We try hard to get the business representatives to describe the required behaviour or process change. But, we always end up in a feature discussion. We start discussing business enablement. The debate trips over into the solution space in any case and never gets out.

It’s like there’s an event horizon that defines the boundary between business outcomes and technology attributes. Once we get too close, we get sucked into that black hole, never to emerge without some radical change.

Now I’m not saying that there never can be any discussion of the technical aspects of a solution. I’m not saying that we have to sit inside some artificial bubble of specialisation.

In any dynamic debate, the focus will evolve and change direction.

What’s Your Role?

Interaction-based evolution of solution concepts is one of the foundations of any successful project. Each project team member has two critical components of their participation in the project:

  • a primary specialisation — our “domains of competence” based on personal experience, training and capabilities.
  • a primary job role within the team

This second point is critical. Do you notice how often coaches talk about this in team sports? They stress the importance of every player “knowing what job they have to do”. At the same time, there is infinite flexibility to adapt to each game situation if needed. Attackers can kick a ball off the line to save a goal or make a try-saving tackle. Defenders can score if that’s the way the game turns out.

Three Reasons to Play your Position

But there are at least three strong reasons we should consider our job role as the default position in any interaction:

  1. Divide and conquer: projects are messy environments conceptually. We need all the available cognitive resources to work on all aspects of the problem and solution space. A business representative’s job role is to understand and articulate the problem space. If the business uses its brainpower on technical issues, who is working on the problem space?
  2. Capability: solution architecture and software design are deep technical specialties. They take most people a long time to get right. The agile mantra of “the best designs emerge from interaction” may be true in theory. But it homogenises all technical decisions into an endless series of iterations with equal impact. Not all technical choices are similar. Making the wrong one can significantly impact system performance.
  3. Expose the thinking around problem/solution mapping: the core job of a project is to map the problem space into the solution space. Thus, we emerge with a system optimally tuned to solve specific project constraints, e.g. time, money, or people. If business people over-invest their time in technical design/feature description, it’s a problem.
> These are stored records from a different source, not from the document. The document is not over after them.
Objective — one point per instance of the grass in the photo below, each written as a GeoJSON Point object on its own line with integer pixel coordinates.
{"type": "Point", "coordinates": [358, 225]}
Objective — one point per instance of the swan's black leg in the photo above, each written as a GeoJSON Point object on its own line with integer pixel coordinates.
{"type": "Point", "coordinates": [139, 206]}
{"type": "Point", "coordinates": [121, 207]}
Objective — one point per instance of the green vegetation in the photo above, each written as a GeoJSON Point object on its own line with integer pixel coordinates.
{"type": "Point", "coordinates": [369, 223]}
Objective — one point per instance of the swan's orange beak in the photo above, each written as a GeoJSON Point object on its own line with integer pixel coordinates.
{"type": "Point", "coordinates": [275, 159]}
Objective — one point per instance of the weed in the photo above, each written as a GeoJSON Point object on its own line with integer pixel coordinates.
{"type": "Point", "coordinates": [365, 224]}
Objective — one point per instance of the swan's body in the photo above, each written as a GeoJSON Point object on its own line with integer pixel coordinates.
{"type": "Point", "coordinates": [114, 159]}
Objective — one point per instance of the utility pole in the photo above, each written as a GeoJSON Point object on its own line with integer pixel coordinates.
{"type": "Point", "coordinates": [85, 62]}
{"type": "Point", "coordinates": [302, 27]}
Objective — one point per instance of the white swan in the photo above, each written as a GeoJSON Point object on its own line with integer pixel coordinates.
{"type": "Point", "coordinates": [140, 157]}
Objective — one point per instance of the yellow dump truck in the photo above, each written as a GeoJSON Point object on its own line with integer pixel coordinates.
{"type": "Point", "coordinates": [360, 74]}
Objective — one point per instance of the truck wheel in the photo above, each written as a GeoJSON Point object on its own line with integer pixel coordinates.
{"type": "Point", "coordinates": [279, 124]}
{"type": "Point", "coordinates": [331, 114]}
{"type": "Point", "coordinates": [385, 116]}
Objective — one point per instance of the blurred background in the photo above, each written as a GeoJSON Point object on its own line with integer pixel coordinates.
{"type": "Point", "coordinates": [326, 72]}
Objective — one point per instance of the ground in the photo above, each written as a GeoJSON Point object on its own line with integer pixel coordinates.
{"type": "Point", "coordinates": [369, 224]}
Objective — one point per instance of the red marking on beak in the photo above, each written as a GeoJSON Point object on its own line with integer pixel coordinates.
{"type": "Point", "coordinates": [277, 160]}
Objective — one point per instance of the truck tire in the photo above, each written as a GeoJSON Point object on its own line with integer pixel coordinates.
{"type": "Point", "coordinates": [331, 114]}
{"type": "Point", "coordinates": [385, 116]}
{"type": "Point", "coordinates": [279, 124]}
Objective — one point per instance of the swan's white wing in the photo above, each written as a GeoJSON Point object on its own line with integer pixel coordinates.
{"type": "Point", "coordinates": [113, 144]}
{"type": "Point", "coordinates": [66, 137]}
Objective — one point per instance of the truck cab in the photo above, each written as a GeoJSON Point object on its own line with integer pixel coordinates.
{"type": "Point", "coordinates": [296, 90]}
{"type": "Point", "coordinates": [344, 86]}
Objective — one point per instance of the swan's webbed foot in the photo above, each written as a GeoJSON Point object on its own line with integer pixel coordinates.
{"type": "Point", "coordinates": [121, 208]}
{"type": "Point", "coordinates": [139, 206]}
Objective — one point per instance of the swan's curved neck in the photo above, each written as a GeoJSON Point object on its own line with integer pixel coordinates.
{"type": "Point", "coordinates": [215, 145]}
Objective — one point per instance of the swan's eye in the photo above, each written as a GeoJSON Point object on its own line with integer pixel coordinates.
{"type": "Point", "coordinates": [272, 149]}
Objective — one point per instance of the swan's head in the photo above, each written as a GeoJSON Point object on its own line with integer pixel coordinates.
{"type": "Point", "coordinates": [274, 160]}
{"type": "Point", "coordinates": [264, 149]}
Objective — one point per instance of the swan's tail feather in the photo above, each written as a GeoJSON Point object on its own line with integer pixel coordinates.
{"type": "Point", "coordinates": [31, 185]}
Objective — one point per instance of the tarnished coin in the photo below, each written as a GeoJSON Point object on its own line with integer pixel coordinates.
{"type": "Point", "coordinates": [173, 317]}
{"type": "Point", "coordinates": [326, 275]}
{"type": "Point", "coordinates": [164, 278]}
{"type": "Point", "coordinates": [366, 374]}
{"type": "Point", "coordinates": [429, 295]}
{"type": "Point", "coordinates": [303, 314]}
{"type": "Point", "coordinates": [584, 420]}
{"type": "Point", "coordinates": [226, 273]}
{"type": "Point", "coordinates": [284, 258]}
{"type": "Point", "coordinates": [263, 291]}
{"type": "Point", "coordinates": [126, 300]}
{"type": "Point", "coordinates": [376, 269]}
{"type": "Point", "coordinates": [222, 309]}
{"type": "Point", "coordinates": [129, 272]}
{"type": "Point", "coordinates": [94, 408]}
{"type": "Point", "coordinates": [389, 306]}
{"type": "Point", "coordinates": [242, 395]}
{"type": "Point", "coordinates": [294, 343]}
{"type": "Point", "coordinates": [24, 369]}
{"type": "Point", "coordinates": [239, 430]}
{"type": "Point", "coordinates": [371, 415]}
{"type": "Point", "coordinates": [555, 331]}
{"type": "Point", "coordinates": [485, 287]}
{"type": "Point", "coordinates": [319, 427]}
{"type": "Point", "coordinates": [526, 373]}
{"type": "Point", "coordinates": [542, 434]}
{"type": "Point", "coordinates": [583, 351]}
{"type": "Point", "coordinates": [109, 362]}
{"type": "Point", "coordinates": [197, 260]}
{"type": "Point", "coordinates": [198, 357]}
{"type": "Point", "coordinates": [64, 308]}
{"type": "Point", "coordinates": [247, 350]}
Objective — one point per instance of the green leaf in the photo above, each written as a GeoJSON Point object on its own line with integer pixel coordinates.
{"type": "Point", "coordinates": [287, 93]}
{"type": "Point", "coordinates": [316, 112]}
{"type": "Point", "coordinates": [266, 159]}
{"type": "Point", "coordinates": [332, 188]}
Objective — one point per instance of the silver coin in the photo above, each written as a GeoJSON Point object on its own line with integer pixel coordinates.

Perhaps, they are not explicitly considering the problem space in those technical inputs. Or they are hiding that mapping in their heads. It’s probably a combination of both.

For me, #3 is the most significant detrimental impact in software development or IT solution integration. There are many reasons why this is bad. But let’s look at one in more detail: Peter Naur’s Theory Building model.

A Theory of Software Development

In Naur’s Theory Building View of Programming (1985), he proposed that software development was primarily the process of building “theories” (aka “mental models”) of the problem space and how those are resolved by software code.

“… the proper, primary aim of programming is, not to produce programs, but to have the programmers build theories of the manner in which the problems at hand are solved by program execution.”

So the actual deliverable of a software dev is the models, not the code.

Whether expressed in Naur’s formulation or not, this development concept is the primary driver for the Agile principle of interaction between business people and developers.

“Business people and developers must work together daily throughout the project.” https://agilemanifesto.org/principles.html

So, if business people don’t bring that mapping process into the dialogue with the developers, they don’t have access to all the information they need to build their “theories”.

Naur went much further with his analysis and the implications of not having the models available. One issue is the drop in quality if the devs couldn’t develop rich enough models. Another issue is when the models walk out the door inside the dev’s heads.

The Bottom Line

Business people, as a default, should be focused on identifying the problem space. Their job is to inject this information into the dialogue between devs and business people. In this way, good architectures emerge.

The dialogue can go where it may, as all good discussions do.

But every player needs to start with a strong concept of their job: and do their f#$king jobs!